Dans le cas qui nous concerne, le reportage du « Téléjournal/Québec » sur la grande finale de l’émission « Les Chefs », dure 10 min 48 s sur un total de 46 minutes de contenu éditorial, soit 23 % de l’émission. Quoique véritable phénomène télévisuel, comme le précise la chef de l’information de Radio-Canada – Québec, le reportage consacre 7 minutes aux entrevues avec les finalistes, les juges et l’animatrice, qui visent surtout à piquer la curiosité des téléspectateurs quant à l’issue du résultat à venir. Un autre 2 min 50 s fait l’objet d’un reportage auprès de jeunes des écoles de cuisine. Mais, la majorité des questions portent sur l’émission « Les Chefs », à savoir si les jeunes la regardent et qui, selon eux, sortira grand gagnant. On y retrouve peu d’information sur l’impact social d’une telle émission comme on s’y serait attendu dans un bulletin de nouvelles. Enfin, la dernière minute est consacrée à un sondage, auprès du public, sur qui sera le gagnant de la série. Le fait que le plateau de tournage se situe à Québec et était facilement accessible ne constitue pas un argument assez fort pour justifier un reportage de près de 11 minutes sur la question.

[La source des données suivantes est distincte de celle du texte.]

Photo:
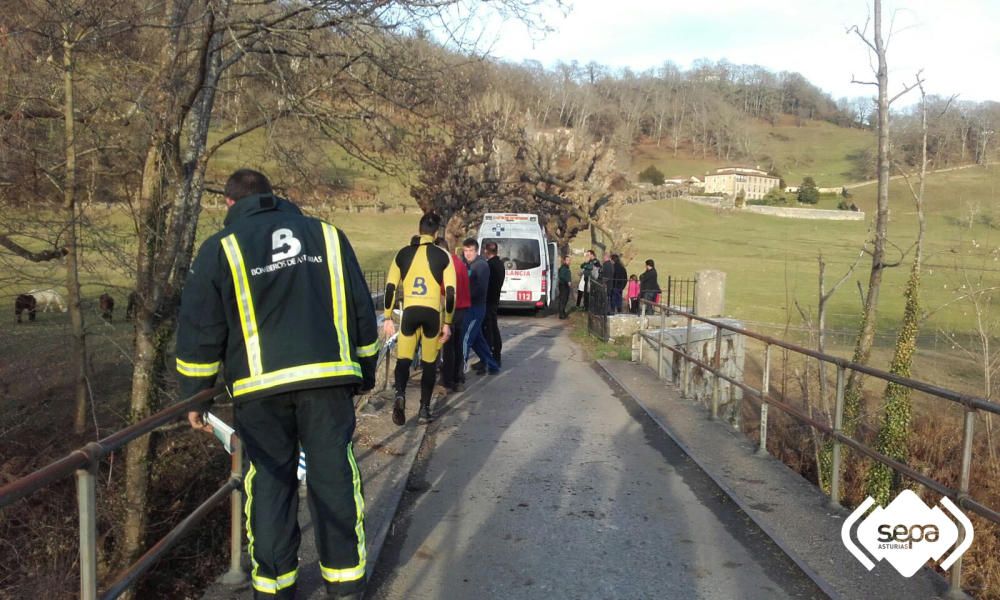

Le Conseil est d’accord avec Mme Lessard que Radio-Canada, comme les autres réseaux, jouit de la liberté éditoriale et que la décision de traiter d’un sujet en particulier lui revient, mais il rappelle que le guide de déontologie est très précis sur la question de l’information et de la publicité : « Les médias doivent s’interdire de faire leur propre publicité ou la promotion de leur programmation sous la forme de nouvelles ou de reportages. Non seulement cela a-t-il pour conséquence de réduire l’espace et le temps d’antenne réservés à la véritable information, mais de compromettre leur crédibilité et celle de leurs journalistes, ainsi que de miner la confiance du public quant à l’intégrité de l’information qui lui est transmise. » (DERP, p. 31) Or, le Conseil estime que le segment sur l’émission « Les Chefs » se rapproche davantage d’une autopublicité que d’un reportage nouvelle. Ainsi, le grief pour indépendance de l’information et de mélange des genres est retenu.
Décision
Au vu de ce qui précède, le Conseil de presse retient la plainte de M. Norman McConnell contre l’émission « Le Téléjournal/Québec » et la Société Radio-Canada – Québec pour manque d’indépendance de l’information et mélange des genres.
Analyse de la décision
- C20A Identification/confusion des genres
- C21C Traitement à caractère promotionnel
Tiers
M. McConnell reproche à la Société Radio-Canada – Québec de s’être placée en situation de conflit d’intérêts en diffusant, à 18 heures dans le cadre du « Téléjournal/Québec », un reportage faisant la promotion d’une émission dont elle est, elle-même, le diffuseur. M. McConnell y voit là un mélange des genres qui va à l’encontre des principes d’impartialité et d’objectivité.